Attending conferences is new for me. It wasn't until my 10th year that I attended my first session. I don't know why. I just was scared to leave my room. Perhaps I thought too highly of myself. I certainly thought too little of the conferences.

Through these conferences, through these educators, I tasted humble pie--and it tastes pretty good.

Sunday, February 2, 2014

Friends Show Me The Way

In every corner
Including the darkest ones
Friends show me the way

I write this short haiku for my friends today. Up in Northern Michigan, tucked into a beautiful cottage while on short holiday, I reflect on the power of those around me. 

In my worlds--home, educational, AND social--I have an abundance of friends who pick me up at every turn. These friends listen to me, laugh with me. They challenge my thinking and inspire my actions.

Some examples from this past week only:
-Very little excites me more than to know I have been a part of some exceptional young peoples' lives. This past week, I was with a former-student-turned-friend who is heading to Italy for three months. She makes things happen in her life. She wows me--and shows me the way.

-I had the privilege of working with some exceptional teachers in my own district this week. I just heard stories of what they're doing in the classroom. Incredible! They show me the way.

-Just this morning, I finished a productive conversation with a Michigan educator, Brad Wilson, who is leading a charge in student engagement. Even through social media, my friends show me the way.

-Here in this cabin, after the kids were asleep last night, my friends and I had a conversation that makes me feel alive. They show me the way in loving others.

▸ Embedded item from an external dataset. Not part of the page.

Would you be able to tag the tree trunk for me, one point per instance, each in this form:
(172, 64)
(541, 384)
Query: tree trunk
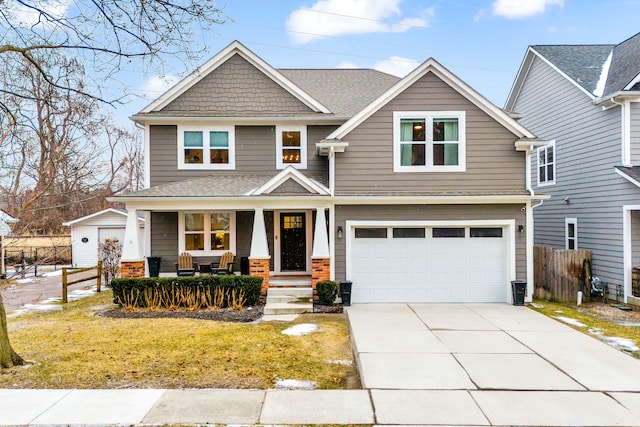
(8, 357)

-As I start to plan a big summer vacation, I've utilized my Facebook friends who so quickly have offered home-cooked meals, advice on nearby attractions, and even places to stay. From afar, and sometimes even out of direct contact for nearly a decade, my friends have shown me the way to be generous and gracious.

Whether new or old, near or far, face-to-face or digital presence, THANK YOU!

Life is good because of the people in it.